The project had a real feeling of sincerity in that Miller was actually trying to make songs that might actually sound good but he came up short. That's one of the reasons why acts like The Lonely Island and Jon LaJoie succeed. Their songs sound like actual songs you would hear on the radio. That they also manage to be funny on top of sounding legit is the real coup. And even when, for example, The Lonely Island records songs that are intended to sound cheesy like their Guy #1/Guy #2 songs, it's done with tongue firmly in cheek.
That's not the case with this album. I don't think it's bad on purpose. I think....I think it's just bad.
During the course of the album, Miller makes a lot jokey references to the fact that he's white and he's not good at rapping, but it rings so true it loses all sense of humor.
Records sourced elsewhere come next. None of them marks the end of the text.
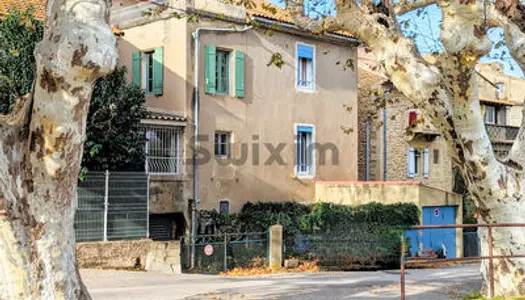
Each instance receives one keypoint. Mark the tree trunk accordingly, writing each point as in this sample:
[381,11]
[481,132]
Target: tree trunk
[41,150]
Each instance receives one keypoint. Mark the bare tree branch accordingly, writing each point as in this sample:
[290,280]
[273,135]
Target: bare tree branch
[19,116]
[321,25]
[404,6]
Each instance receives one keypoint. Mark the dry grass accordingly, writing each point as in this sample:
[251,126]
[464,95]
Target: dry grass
[258,268]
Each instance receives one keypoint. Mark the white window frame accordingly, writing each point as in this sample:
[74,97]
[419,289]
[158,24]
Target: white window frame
[224,200]
[310,174]
[145,72]
[310,89]
[493,110]
[230,142]
[174,162]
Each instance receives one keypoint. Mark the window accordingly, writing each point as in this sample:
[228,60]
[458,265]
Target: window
[217,69]
[304,150]
[490,115]
[436,156]
[223,73]
[305,67]
[147,70]
[163,149]
[418,161]
[224,206]
[222,144]
[500,90]
[412,117]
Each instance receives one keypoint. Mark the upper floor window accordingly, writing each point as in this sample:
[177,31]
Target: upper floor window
[500,90]
[222,144]
[163,149]
[490,115]
[305,67]
[224,206]
[304,150]
[412,117]
[147,70]
[418,162]
[217,71]
[222,79]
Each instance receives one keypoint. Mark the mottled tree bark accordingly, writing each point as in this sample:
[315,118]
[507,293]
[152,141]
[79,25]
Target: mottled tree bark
[447,92]
[41,150]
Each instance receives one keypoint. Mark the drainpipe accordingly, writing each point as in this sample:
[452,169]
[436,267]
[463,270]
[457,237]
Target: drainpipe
[385,152]
[196,106]
[367,151]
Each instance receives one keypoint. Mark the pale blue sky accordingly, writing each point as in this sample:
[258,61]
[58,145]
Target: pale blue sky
[423,25]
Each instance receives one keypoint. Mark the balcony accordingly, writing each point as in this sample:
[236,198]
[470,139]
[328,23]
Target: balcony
[502,133]
[421,131]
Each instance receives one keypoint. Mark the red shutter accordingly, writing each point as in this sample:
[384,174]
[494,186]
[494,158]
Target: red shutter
[412,116]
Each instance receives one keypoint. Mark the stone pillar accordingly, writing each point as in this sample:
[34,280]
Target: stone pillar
[276,246]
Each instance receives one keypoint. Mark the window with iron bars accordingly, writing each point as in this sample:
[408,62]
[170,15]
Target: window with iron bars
[163,149]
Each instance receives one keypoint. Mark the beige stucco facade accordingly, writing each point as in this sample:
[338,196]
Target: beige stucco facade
[264,118]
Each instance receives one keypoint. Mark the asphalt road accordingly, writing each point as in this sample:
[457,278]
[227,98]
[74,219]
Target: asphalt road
[425,284]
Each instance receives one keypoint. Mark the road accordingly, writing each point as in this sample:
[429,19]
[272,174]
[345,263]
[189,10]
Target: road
[425,284]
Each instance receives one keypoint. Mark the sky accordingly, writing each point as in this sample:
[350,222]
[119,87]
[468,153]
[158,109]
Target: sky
[424,26]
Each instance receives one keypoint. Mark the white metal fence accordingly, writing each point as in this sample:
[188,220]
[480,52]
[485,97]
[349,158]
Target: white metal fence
[112,206]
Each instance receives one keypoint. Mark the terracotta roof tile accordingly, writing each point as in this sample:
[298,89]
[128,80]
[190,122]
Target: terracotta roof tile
[165,116]
[267,10]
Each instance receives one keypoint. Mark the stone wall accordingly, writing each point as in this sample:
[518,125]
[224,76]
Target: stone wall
[142,254]
[118,254]
[167,195]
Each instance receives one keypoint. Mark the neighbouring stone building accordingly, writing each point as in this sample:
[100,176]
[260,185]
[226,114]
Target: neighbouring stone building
[501,97]
[402,146]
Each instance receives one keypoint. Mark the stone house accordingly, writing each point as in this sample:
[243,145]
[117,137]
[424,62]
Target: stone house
[501,98]
[400,145]
[266,131]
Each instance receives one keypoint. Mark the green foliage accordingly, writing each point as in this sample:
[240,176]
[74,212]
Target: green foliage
[366,236]
[115,136]
[19,32]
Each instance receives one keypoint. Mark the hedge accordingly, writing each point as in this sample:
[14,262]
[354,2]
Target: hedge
[337,235]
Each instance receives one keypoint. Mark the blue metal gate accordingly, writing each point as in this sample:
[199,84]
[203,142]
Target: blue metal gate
[436,240]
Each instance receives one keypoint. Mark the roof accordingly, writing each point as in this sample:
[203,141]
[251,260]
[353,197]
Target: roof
[39,9]
[153,115]
[22,5]
[497,101]
[267,10]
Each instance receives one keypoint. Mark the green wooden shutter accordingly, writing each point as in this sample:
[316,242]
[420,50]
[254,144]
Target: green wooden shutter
[158,71]
[239,74]
[209,70]
[135,68]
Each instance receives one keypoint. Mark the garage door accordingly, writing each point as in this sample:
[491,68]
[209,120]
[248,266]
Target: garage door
[436,238]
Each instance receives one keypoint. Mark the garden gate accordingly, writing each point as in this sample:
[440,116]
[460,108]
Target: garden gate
[224,251]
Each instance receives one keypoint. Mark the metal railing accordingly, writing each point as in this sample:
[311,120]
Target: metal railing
[502,133]
[163,149]
[112,206]
[418,260]
[217,253]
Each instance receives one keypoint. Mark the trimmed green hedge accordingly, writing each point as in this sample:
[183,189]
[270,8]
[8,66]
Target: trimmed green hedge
[337,235]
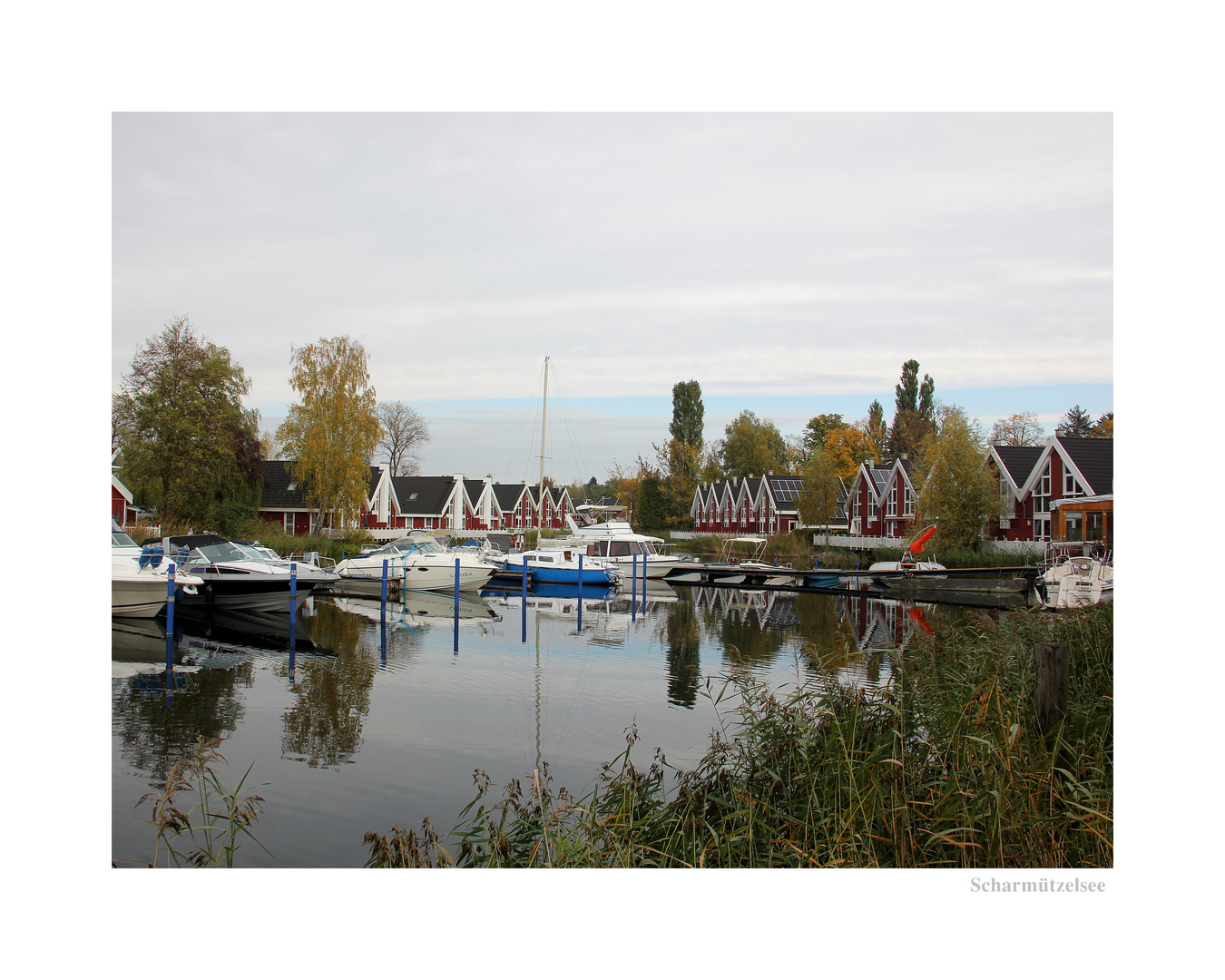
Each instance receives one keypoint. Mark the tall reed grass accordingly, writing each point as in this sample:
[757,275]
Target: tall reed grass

It's almost as if Miller feels he is supposed to say he's not good in order to get a laugh. But, deep down, I believe Miller thinks he's got actual talent as a rapper and songwriter.
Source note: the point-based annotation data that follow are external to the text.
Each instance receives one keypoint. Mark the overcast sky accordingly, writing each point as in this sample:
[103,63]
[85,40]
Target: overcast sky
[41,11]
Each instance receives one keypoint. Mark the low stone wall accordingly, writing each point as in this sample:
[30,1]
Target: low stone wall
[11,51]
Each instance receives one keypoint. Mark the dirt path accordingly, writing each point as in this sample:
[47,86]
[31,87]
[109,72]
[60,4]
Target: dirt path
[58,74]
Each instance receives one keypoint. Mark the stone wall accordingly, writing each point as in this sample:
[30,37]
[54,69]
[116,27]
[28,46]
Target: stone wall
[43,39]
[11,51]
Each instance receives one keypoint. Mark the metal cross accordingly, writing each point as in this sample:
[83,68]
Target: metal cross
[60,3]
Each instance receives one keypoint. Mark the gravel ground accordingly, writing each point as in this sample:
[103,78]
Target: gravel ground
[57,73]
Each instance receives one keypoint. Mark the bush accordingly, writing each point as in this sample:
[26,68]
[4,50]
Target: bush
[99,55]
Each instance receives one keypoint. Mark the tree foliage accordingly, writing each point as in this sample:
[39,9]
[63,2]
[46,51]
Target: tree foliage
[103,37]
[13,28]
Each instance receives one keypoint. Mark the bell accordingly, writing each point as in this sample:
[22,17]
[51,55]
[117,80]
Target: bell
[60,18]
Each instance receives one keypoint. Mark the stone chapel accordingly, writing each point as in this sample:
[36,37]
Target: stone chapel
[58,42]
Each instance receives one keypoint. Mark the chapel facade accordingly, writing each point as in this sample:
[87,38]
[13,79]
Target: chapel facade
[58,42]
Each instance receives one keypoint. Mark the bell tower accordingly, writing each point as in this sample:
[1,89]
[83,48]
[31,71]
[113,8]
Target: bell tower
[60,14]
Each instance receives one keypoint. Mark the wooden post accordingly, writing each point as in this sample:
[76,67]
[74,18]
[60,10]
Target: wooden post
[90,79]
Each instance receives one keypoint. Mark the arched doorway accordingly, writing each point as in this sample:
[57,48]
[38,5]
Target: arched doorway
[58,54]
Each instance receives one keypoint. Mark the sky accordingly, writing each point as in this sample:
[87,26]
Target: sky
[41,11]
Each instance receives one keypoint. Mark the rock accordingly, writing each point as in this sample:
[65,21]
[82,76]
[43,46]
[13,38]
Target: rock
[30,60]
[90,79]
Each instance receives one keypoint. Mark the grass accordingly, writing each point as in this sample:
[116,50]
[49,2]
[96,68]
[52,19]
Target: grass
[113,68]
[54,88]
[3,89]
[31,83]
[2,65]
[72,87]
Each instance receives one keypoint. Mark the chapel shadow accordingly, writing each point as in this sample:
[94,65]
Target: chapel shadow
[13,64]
I could be way off base but, I'll say it again, if that was his intention, I didn't get it.
There are a series of rap "battles" on the project whose premises are so hacky and formulaic, they never have a chance to rise to the occasion. ("Hey, I know, let's have a rap battle but instead of insulting you, I'll actually say nice things instead! Ha ha ha! And in the next one, how about you be really good at rap and then on my turn, I'll actually be really bad! Ha ha ha ha ha! This is hilarious!")
On another song, Miller performs an-Owl City inspired tune. But...there are no jokes. Nothing funny at all about it. It's just a poorly-written song. If the gag was supposed to be the fact that Miller auto-tuned his voice...well...yea...I'm gonna need more than that. I wonder if maybe Miller doesn't really have ambitions to be a legitimate artist and, after playing this track back for his friends, they laughed at it and he had to play it off with an "Oh yea, I meant it to sound like that, heh heh heh...of course I wasn't being serious! I'll just add a bit of goofy narration at the end to make sure to let people know I wasn't being serious when I recorded this, heh heh heh."
About four songs into the project, I felt myself wishing for Bo Burnham to pop up. Miller tried to be clever with his lyrics but...that's just it. You can feel him trying and he's really trying hard and that's just it. Bo Burnham flows. It's like he can't not speak in cleverly humorous rhymes. He doesn't need to try because he's a natural.
And then it happened. I got my wish.
Bo Burnham actually does appear on the album in two different tracks and it's almost too painful to listen to because he's so good. His appearance only reminded me of how good Miller isn't and it made me wish I was listening to Bo Burnham's album instead. As it is on every other song with a collaborator, Miller plays the part of the "Hey you be a good rapper and I'll pretend like I'm bad" guy and if the gag wasn't old the first time around, I guarantee it will be the fourth, fifth, 10th, 12th, and 33rd time he tries it.
I wish I were exaggerating, but no. There are over 30 songs on this album and if that's not proof of a vanity project by someone who doesn't know how to leave something on the cutting room floor, I don't know what is. Did he leave anything out?
Seriously. The album is over an hour long, and in this case, that's not a good thing. It drags on and on and on and after listening to so many sub-par songs in a row, I found myself in a helluva foul mood. Not really the effect you want your comedy to have on people, methinks.
If Miller does stand-up comedy, I really would be genuinely interested in watching him. I know he can be funny and I still enjoy his work as an actor and I'd be curious to see how he does on stage. I honestly believe he'd be pretty good at it.
But as a rapper/singer/songwriter? I don't know. I couldn't recommend this album to anyone and have a clear conscience about it.
But hey, could I interest you in this Bo Burnham CD instead?